Answer
$r=\dfrac{t}{2}$
$a_5=\dfrac{t^5}{16}$
The $n^{th}$ term of the geometric sequence is: $a_n=t \cdot \left(\dfrac{t}{2}\right)^{n-1}$.
Work Step by Step
RECALL:
(1) The common ratio of a geometric sequence is equal to the quotient of any two consecutive terms:
$r =\dfrac{a_n}{a_{n-1}}$
(2) The $n^{th}$ term of a geometric sequence is given by the formula:
$a_n = a\cdot r^{n-1}$
where
$a$ = first term
$r$ = common ratio
The sequence is said to be geometric.
Thus, we can proceed to solving for the common ratio:
$\require{cancel}
r=\dfrac{\frac{t^2}{2}}{t}
\\r=\dfrac{t^2}{2} \cdot \dfrac{1}{t}
\\r=\dfrac{\cancel{t^2}t}{2} \cdot \dfrac{1}{\cancel{t}}
\\r=\dfrac{t}{2}$
The fifth term can be found by multiplying the common ratio to the fourth term.

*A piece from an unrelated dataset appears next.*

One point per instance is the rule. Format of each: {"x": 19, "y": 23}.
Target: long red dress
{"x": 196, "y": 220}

The fourth term is $\dfrac{t^4}{8}$.
Thus, the fifth term is:
$a_5=\dfrac{t^4}{8} \cdot \dfrac{t}{2}$
Use the rule $a^m \cdot a^n = a^{m+n}$ to obtain:
$a_5=\dfrac{t^{4+1}}{16}
\\a_5=\dfrac{t^5}{16}$
With a first term of $t$ and a common ratio of $r=\dfrac{t}{2}$, the $n^{th}$ term of the geometric sequence is:
$a_n=a \cdot r^{n-1}
\\a_n=t \cdot \left(\dfrac{t}{2}\right)^{n-1}$